Boston's city archives hold millions of scanned images — property deeds, permit applications, zoning filings, historical photographs — but a significant share of that digital inventory is, simply, the same document scanned twice. Or three times. Sometimes more. The problem has a name inside City Hall: duplicate image proliferation, and fixing it has become an urgent priority for the Wu administration's open-government initiative heading into the second half of 2026.
The issue matters right now because the city is deep into a $14 million overhaul of its public-records portal, a project that began in earnest in early 2025 under the Office of Digital Transformation. That platform is supposed to give residents in Dorchester, Jamaica Plain, East Boston and every other neighborhood seamless access to municipal documents. Duplicate images slow search results, inflate storage costs and, in some cases, surface outdated or superseded versions of legally significant records ahead of the accurate ones.
A Decade of Patchwork Scanning
The roots of the problem stretch back to at least 2014, when the city's Inspectional Services Department on Tremont Street began digitizing paper permit files in-house while the Registry of Deeds simultaneously ran its own scanning operation at the Suffolk County Courthouse on Pemberton Square. Neither effort was coordinated with the Boston Public Library's digital collections program on Boylston Street, which was preserving its own tranche of historical municipal maps and photographs at roughly the same time.
When Mayor Marty Walsh's administration pushed an early open-data agenda through Analyze Boston — the city's public data portal — files were ingested from all three sources without a deduplication layer. The same parcel survey could appear under three different file names, each uploaded by a different department, each tagged with slightly different metadata. By the time the Wu administration inherited the system in 2022, internal estimates put the redundancy rate in the permit-filing archive at somewhere between 18 and 23 percent of total stored images, according to a city technology assessment document circulated among department heads. Backups compounded the count further.
The financial stakes are real. Cloud storage is not free, and at municipal scale, retaining hundreds of thousands of unnecessary image files carries a measurable annual cost. The state's Public Records Law also creates legal exposure: when a resident files a request under Chapter 66 of Massachusetts General Laws, staff must be confident they are producing the definitive version of a document, not a superseded scan.
What the Cleanup Actually Looks Like
The city's approach, developed in partnership with Northeastern University's Roux Institute and the nonprofit Boston Indicators research group at the Boston Foundation on Atlantic Avenue, involves a three-stage process: automated hash-matching to flag pixel-identical duplicates, a secondary review for near-duplicates produced by different scanner settings, and a final human audit for records flagged as legally sensitive.

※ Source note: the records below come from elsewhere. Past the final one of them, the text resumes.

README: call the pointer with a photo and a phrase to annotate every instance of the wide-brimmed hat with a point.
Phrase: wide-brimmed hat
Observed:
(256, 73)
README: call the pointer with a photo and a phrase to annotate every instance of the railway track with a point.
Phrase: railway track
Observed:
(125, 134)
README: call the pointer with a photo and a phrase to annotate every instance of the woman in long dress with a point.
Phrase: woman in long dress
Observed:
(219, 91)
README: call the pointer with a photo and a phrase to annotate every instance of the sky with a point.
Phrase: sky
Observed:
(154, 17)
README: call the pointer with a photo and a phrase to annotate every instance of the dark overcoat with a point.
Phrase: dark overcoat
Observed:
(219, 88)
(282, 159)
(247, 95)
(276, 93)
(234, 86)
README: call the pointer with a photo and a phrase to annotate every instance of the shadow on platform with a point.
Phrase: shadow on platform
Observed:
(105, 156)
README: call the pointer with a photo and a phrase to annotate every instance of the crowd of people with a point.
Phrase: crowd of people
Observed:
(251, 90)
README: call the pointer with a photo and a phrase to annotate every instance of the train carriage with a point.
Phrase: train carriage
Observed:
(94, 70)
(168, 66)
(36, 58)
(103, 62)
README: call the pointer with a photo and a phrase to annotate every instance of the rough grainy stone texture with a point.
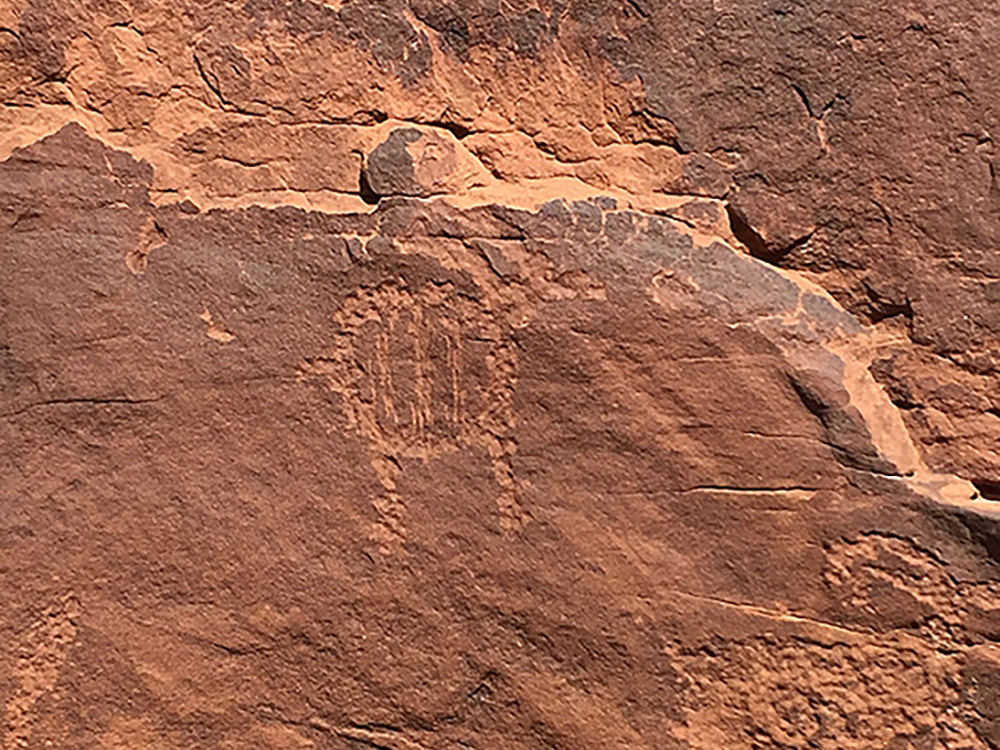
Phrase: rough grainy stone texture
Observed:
(431, 374)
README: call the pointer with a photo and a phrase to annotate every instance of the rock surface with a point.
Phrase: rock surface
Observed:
(423, 375)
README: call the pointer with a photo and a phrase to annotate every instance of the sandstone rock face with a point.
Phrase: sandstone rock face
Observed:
(422, 375)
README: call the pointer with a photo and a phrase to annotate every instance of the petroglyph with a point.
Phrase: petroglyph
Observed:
(422, 373)
(41, 653)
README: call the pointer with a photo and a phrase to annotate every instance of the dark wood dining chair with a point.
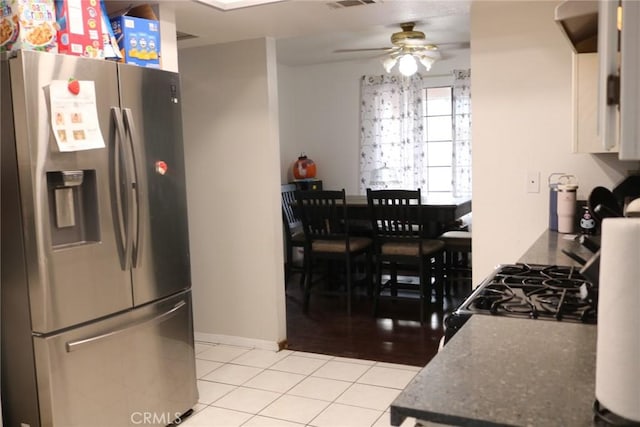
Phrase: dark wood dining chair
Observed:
(293, 234)
(326, 229)
(397, 223)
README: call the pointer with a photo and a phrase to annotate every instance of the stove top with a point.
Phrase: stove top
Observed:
(530, 291)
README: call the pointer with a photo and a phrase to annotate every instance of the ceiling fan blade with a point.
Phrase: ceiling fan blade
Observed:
(372, 49)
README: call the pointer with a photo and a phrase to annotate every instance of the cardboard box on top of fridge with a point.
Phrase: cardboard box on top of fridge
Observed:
(79, 27)
(109, 42)
(137, 31)
(28, 25)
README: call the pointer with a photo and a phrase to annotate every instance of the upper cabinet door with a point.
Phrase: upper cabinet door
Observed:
(630, 82)
(151, 104)
(585, 105)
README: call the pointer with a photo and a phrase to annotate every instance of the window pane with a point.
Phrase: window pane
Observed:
(438, 101)
(439, 128)
(440, 179)
(439, 153)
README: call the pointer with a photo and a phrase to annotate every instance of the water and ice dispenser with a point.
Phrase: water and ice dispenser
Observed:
(73, 207)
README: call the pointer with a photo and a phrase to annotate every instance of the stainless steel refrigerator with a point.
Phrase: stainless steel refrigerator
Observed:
(96, 304)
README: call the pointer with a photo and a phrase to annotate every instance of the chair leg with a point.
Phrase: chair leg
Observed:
(287, 265)
(377, 287)
(368, 275)
(307, 284)
(349, 284)
(425, 288)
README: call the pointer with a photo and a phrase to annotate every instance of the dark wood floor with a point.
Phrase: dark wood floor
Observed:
(395, 336)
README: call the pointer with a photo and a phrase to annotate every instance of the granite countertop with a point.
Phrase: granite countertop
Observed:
(547, 250)
(507, 371)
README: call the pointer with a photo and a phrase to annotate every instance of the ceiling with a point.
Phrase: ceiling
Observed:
(308, 31)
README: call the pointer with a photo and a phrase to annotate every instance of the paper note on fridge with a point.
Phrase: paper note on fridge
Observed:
(74, 115)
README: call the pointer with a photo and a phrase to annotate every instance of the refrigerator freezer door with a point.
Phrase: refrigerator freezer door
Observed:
(150, 100)
(73, 269)
(131, 369)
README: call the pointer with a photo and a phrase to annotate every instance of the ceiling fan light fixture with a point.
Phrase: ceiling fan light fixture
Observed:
(407, 65)
(389, 62)
(427, 61)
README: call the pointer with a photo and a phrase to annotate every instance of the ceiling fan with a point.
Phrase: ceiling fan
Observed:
(409, 48)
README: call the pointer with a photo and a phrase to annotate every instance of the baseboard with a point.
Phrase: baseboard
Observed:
(238, 341)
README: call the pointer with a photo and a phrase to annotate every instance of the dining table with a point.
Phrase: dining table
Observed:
(439, 210)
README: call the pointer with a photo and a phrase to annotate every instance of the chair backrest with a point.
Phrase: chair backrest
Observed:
(290, 219)
(324, 214)
(396, 215)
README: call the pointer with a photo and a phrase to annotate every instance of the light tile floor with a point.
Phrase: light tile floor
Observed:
(258, 388)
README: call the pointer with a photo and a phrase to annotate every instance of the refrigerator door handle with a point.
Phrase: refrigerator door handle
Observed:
(124, 213)
(130, 123)
(151, 320)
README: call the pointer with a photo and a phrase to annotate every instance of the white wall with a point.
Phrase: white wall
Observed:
(232, 157)
(521, 100)
(320, 115)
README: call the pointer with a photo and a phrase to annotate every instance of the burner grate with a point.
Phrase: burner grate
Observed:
(535, 291)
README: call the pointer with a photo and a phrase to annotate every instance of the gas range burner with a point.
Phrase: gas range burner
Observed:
(536, 292)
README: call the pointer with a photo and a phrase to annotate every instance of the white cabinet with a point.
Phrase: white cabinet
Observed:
(585, 105)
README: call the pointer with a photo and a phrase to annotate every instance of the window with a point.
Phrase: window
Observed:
(437, 113)
(414, 136)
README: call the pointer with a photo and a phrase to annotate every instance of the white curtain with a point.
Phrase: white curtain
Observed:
(391, 133)
(462, 133)
(392, 148)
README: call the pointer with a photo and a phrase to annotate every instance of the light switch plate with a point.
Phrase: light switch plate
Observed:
(533, 182)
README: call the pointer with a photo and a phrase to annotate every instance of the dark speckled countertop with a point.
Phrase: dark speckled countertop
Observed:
(499, 371)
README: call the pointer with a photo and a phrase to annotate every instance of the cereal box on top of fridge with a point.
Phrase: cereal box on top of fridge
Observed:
(79, 27)
(27, 24)
(137, 31)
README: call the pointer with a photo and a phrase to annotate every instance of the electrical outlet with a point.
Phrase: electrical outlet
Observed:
(533, 182)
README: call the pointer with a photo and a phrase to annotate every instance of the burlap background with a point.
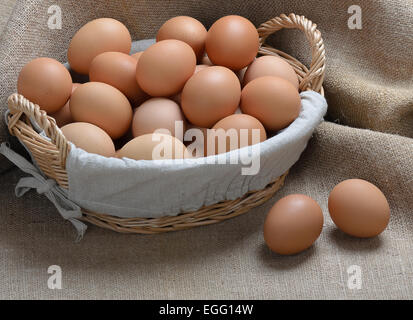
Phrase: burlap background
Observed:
(368, 84)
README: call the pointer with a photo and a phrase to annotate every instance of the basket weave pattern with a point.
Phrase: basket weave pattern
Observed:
(51, 155)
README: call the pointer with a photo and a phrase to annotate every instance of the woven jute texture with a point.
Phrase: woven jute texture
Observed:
(368, 85)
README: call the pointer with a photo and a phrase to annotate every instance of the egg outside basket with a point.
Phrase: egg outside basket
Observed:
(50, 154)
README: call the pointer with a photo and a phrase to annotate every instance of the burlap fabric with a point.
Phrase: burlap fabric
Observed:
(368, 85)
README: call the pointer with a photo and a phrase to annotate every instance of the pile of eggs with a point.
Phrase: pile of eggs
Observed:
(357, 207)
(201, 79)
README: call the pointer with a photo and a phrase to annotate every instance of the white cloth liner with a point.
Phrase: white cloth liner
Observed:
(130, 188)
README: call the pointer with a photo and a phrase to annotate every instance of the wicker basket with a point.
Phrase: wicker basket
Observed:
(50, 156)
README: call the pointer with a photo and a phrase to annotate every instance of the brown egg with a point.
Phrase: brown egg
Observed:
(272, 100)
(158, 113)
(231, 137)
(89, 138)
(137, 55)
(271, 66)
(186, 29)
(95, 37)
(205, 60)
(63, 116)
(164, 67)
(45, 82)
(153, 147)
(359, 208)
(210, 95)
(118, 70)
(232, 42)
(177, 97)
(293, 224)
(102, 105)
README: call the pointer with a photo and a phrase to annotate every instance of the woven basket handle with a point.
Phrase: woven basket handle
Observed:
(19, 105)
(310, 79)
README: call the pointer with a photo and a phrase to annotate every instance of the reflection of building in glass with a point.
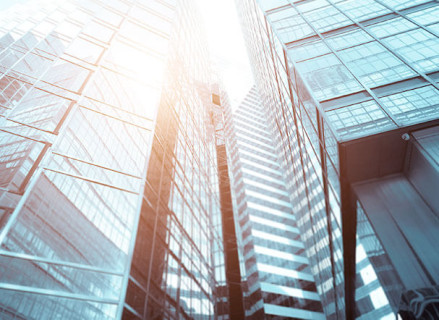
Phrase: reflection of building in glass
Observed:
(108, 180)
(352, 88)
(279, 282)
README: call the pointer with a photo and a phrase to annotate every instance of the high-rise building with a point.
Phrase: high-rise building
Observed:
(352, 87)
(109, 202)
(278, 280)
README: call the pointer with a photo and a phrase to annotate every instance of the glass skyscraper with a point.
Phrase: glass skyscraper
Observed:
(352, 87)
(109, 201)
(278, 279)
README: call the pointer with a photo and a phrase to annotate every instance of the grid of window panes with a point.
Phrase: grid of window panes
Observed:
(179, 231)
(360, 49)
(279, 279)
(300, 74)
(80, 85)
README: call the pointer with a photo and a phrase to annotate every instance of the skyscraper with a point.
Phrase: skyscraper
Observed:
(352, 86)
(278, 278)
(109, 189)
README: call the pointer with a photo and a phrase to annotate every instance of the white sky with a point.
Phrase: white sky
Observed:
(227, 46)
(225, 41)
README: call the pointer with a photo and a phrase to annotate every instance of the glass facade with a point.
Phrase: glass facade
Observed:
(109, 201)
(344, 81)
(278, 278)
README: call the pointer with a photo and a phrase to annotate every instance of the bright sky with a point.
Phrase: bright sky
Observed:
(227, 46)
(225, 41)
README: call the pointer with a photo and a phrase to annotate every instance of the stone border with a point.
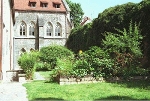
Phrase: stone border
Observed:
(89, 79)
(74, 80)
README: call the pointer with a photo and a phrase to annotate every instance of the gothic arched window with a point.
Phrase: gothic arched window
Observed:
(23, 29)
(58, 30)
(49, 29)
(31, 29)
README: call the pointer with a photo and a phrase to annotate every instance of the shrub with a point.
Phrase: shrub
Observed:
(64, 68)
(27, 62)
(124, 49)
(49, 55)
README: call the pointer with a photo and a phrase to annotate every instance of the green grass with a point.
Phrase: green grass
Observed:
(45, 74)
(41, 90)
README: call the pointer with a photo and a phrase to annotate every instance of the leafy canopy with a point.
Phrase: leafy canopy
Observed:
(76, 12)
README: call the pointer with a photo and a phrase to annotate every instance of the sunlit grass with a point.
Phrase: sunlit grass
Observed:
(137, 90)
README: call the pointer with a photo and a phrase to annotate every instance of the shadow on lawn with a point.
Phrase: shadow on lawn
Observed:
(118, 98)
(141, 84)
(48, 99)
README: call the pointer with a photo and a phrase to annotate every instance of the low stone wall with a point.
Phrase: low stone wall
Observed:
(90, 79)
(73, 80)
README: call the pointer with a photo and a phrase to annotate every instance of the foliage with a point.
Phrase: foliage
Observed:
(63, 68)
(76, 13)
(48, 55)
(27, 62)
(124, 48)
(114, 17)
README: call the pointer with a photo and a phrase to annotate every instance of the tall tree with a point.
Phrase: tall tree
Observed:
(76, 13)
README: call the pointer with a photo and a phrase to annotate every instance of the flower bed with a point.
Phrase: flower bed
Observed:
(73, 80)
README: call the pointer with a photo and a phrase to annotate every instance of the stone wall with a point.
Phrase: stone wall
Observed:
(73, 80)
(7, 38)
(40, 19)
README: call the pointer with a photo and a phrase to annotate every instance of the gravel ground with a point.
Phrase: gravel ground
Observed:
(13, 91)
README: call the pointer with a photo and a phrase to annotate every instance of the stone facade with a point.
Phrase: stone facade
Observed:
(7, 48)
(40, 20)
(23, 28)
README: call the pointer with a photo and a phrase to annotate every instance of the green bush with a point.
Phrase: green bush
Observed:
(64, 68)
(124, 49)
(27, 62)
(49, 55)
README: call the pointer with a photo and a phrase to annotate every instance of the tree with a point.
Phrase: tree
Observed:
(76, 13)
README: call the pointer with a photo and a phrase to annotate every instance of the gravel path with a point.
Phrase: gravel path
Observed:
(13, 91)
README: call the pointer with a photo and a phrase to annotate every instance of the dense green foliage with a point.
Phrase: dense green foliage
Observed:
(76, 13)
(119, 17)
(27, 62)
(49, 55)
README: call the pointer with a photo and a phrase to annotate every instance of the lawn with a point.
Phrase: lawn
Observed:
(42, 90)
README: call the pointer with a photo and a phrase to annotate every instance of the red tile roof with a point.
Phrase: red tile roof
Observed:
(24, 5)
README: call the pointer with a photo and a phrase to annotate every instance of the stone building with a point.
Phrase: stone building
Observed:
(30, 25)
(6, 37)
(39, 23)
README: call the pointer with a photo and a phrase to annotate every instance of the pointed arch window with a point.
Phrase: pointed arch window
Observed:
(23, 29)
(49, 29)
(32, 29)
(58, 30)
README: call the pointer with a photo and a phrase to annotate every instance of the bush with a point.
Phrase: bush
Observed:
(49, 55)
(64, 68)
(27, 63)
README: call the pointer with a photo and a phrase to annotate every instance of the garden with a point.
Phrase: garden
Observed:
(118, 49)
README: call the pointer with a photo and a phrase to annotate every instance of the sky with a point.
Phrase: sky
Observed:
(92, 8)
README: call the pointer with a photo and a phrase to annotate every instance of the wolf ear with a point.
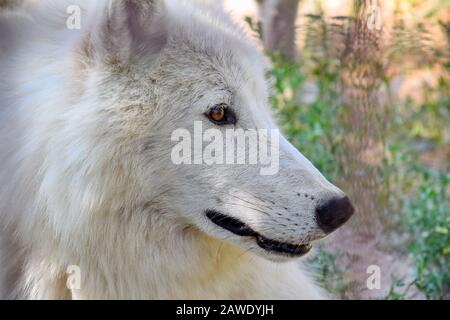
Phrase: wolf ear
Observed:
(130, 28)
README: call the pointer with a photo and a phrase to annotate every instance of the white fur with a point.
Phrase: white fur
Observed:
(85, 172)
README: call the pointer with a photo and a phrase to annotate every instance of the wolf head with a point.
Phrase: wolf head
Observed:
(145, 69)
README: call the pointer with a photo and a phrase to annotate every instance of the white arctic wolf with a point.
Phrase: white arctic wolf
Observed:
(86, 180)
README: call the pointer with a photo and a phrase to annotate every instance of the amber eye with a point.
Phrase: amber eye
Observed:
(217, 113)
(221, 114)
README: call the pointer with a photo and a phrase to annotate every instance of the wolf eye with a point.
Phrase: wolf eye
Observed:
(221, 114)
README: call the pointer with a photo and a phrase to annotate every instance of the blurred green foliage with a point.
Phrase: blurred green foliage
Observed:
(415, 194)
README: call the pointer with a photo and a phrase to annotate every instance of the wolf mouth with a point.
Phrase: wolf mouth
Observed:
(241, 229)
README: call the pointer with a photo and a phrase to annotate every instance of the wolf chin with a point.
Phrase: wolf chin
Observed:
(86, 180)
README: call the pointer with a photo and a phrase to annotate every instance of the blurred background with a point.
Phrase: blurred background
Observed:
(362, 88)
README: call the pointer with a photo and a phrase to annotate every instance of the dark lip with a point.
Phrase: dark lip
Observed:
(241, 229)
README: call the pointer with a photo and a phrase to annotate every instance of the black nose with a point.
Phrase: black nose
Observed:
(334, 213)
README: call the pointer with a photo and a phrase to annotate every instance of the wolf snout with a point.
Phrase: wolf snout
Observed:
(334, 213)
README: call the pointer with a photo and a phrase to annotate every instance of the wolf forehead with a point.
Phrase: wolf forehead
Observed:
(192, 42)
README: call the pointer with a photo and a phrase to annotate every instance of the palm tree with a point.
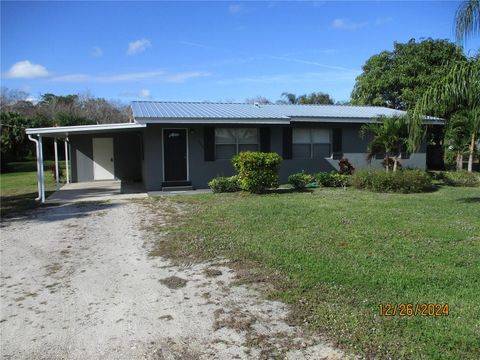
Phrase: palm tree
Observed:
(389, 137)
(457, 136)
(459, 90)
(467, 20)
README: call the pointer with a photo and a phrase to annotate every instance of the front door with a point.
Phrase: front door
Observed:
(175, 154)
(103, 165)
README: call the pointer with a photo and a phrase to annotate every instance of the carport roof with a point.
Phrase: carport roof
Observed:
(63, 131)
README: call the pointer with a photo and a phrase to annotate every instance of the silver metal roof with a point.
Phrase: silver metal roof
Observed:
(202, 110)
(159, 110)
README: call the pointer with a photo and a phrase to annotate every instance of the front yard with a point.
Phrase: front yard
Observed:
(337, 254)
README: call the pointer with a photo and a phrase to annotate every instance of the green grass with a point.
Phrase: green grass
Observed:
(18, 186)
(345, 251)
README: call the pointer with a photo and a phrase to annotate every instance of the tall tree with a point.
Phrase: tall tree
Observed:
(467, 20)
(458, 90)
(457, 136)
(398, 78)
(314, 98)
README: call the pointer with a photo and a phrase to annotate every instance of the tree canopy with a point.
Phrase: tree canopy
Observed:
(319, 98)
(396, 79)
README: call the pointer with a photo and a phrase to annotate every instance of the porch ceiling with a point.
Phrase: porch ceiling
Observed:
(65, 131)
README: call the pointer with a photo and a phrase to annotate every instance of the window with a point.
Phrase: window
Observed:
(310, 143)
(229, 141)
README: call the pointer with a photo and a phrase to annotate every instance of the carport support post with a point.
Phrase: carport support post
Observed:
(57, 180)
(40, 169)
(66, 161)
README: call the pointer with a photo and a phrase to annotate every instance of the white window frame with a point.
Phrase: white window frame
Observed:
(237, 143)
(311, 143)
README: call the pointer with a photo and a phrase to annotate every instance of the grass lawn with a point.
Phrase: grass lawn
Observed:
(18, 186)
(343, 252)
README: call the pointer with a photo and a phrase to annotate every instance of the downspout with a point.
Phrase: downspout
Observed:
(38, 147)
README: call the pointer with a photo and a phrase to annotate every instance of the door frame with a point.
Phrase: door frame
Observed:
(186, 149)
(113, 156)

The first stage is already running. Inspectional Services and the Boston Planning Department — reconstituted after the Boston Planning and Development Agency was restructured in 2024 — are the initial test cases. Jamaica Plain's Washington Street corridor, one of the most active rezoning zones in the city over the past four years, generated a particularly dense cluster of redundant filings, making it a useful stress test for the matching algorithm.
Progress is slower than officials had hoped. The human audit queue, as of late June 2026, covers roughly 40,000 flagged image pairs, and the team handling the work is small. Residents and attorneys who pull records through the city's online portal may still encounter duplicates for months.
For anyone filing a public records request in the near term, city archivists recommend specifying the exact document date and the department of origin in the request form — details that help clerks route the query to the canonical version of a file rather than whichever copy surfaces first in a general search. The Office of Digital Transformation has published a plain-language guide to filing precise requests on the Boston.gov website, updated in May 2026. That is the most practical tool available until the deduplication project reaches its later stages, currently projected for the first quarter of 2027.